4 Responses to “The Tsunami Facing Cuba”

  1. It may all work out yet. As far as that fear of the secret police, that should not be much higher than in the US today, where the police state is undeniable. Hopefully the Cubans remember the history from before communism, when it was a playground for the Maffia and a huge brothel for the rich Americans.

  2. George Rizk says:

    Without a good tourist infrastructure to accommodate the flood of Americans, it is appropriate to limit the number of flights to match the Island’s capacity as gradually more accomodations are builds.

    On the other hand a master plan for this Island tourist development can include a port facility to accommodate big cruise lines since food and beds are on the ships, as tourists walk the streets? All said, it is a welcome step by Obama to stop that silly sanction against this small poor Island. The Castro brothers are effectively gone, and with a mutual respect, we can groom a good transition leaders that must be progressive in one side, but, keep the sovereign respect intact.

  3. Excellent column. I’m afraid that most of what Eric says about Cuba’s future is almost certain to happen and the country will soon cease to be a pleasant place to visit. As for the corruption of the old Batista regime, it’s possible that organized crime will also regain its foothold there, away from the glare of the FBI. On his frequent visits to the pre-Castro Cuba, the late mob “accountant”, Myer Lansky, reputedly passed to Batista, through the dictator’s aides, briefcases stuffed with big bills. Of course, Batista welcomed Lansky with open arms and wanted him to come back regularly. (And if I had been Batista, I’m sure I would have loved having a visitor like that!) See further details about Lansky and Cuba in David Lacey’s book entitled “Little Man – Myer Lansky and the Gangster Life”.

    Lansky also once owned a half-interest in the old Riviera Hotel in Havana, until Castro came along. It had a casino and was apparently the first hotel on the island to have central air conditioning.

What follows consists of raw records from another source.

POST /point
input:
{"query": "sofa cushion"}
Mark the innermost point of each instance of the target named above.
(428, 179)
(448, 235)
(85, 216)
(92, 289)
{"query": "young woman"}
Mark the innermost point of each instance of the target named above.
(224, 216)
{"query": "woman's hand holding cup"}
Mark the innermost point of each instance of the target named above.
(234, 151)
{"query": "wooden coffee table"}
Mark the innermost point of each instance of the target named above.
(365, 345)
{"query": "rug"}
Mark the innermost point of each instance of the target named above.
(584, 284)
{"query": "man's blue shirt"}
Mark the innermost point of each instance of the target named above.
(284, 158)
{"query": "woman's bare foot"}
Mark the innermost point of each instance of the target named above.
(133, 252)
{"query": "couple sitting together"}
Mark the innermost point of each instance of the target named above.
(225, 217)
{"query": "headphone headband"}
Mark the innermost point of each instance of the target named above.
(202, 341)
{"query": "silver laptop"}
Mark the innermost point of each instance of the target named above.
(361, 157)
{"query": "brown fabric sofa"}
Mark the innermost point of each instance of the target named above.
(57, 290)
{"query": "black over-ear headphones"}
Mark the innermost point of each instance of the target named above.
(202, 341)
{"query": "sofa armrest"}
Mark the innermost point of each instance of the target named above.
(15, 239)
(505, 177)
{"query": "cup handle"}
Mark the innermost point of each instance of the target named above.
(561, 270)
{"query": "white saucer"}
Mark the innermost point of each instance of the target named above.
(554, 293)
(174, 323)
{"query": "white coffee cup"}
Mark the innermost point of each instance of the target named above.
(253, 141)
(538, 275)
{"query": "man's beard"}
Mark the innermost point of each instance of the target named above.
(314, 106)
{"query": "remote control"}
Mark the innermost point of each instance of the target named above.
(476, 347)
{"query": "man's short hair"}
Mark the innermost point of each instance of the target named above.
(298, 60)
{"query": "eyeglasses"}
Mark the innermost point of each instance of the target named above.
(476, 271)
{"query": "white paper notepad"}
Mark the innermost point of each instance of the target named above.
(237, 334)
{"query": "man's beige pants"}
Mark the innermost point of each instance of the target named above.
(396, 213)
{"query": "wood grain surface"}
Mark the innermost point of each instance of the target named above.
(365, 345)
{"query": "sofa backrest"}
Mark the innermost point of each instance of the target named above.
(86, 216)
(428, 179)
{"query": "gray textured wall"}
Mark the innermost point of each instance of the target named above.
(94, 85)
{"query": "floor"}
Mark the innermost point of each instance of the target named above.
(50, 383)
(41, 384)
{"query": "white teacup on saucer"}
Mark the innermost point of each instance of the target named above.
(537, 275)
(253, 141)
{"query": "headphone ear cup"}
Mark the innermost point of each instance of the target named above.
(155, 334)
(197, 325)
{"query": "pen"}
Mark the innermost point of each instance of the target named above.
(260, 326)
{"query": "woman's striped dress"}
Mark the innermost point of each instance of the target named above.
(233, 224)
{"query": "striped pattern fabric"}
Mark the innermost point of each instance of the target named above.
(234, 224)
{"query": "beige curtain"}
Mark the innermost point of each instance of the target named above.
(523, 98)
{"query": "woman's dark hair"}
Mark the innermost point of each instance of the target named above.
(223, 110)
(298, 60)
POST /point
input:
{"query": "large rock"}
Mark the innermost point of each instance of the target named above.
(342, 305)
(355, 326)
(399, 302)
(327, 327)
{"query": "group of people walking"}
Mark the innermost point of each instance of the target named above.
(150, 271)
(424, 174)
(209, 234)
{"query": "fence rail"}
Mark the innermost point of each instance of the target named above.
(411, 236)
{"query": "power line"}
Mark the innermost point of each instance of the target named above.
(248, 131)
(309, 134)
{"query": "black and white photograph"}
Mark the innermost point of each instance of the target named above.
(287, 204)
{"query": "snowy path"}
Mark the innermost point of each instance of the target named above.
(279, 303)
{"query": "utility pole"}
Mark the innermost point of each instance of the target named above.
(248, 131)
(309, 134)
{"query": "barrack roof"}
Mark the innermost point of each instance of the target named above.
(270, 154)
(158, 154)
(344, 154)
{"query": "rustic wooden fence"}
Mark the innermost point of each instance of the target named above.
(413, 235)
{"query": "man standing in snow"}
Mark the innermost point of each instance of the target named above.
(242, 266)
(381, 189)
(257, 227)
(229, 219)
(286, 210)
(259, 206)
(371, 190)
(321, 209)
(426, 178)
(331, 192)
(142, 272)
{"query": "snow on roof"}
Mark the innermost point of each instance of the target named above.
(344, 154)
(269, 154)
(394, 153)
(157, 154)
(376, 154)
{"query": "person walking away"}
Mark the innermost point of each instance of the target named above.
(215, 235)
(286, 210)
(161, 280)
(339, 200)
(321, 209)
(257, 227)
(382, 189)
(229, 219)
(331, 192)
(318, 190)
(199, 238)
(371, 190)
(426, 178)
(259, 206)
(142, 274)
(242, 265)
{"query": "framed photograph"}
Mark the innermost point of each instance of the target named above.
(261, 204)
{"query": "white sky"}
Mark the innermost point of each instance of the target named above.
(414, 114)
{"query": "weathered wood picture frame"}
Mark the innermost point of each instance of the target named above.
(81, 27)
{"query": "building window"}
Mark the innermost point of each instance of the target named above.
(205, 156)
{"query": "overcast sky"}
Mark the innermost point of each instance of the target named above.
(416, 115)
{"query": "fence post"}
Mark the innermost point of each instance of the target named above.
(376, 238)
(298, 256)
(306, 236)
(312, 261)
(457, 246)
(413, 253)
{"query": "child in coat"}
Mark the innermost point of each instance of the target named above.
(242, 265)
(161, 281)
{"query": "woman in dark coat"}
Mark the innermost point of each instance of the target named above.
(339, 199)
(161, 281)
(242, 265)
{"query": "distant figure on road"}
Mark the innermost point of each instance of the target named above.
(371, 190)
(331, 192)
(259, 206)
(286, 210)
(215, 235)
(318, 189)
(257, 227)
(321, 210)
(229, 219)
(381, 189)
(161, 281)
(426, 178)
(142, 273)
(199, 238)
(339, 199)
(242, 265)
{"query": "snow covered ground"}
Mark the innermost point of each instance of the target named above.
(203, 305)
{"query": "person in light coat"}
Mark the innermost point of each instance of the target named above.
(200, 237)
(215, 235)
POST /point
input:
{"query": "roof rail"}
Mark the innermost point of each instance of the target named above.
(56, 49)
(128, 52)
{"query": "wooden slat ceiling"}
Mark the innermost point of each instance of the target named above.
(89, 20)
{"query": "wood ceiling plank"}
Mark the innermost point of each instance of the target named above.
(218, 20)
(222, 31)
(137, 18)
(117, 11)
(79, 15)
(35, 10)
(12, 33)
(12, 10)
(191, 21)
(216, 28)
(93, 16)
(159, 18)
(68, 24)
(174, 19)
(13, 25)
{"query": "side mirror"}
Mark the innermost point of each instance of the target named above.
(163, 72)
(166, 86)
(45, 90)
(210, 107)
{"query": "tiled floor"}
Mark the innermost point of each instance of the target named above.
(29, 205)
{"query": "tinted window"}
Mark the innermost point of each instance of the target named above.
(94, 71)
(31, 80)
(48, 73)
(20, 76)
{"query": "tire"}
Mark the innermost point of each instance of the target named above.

  4. Though the idea of lifting sanctions against Cuba are is a smart move on the part of the US,I have this strange feeling that the real reason for allowing this and future travel to Cuba by Americans,is done with a hidden agenda in mind.

    Russia is so despised now by American politicians,that this may very well be the reason…bring capitalism to Cuba and see how mad Vladimir Putin will be then….just a thought.Even the low oil prices is a politically motivated plot to bring down Russia’s economy even more.The cold war is well upon us…again.My best wishes to the people of Cuba….they deserve a better life than what they have endured in the last 50 odd years.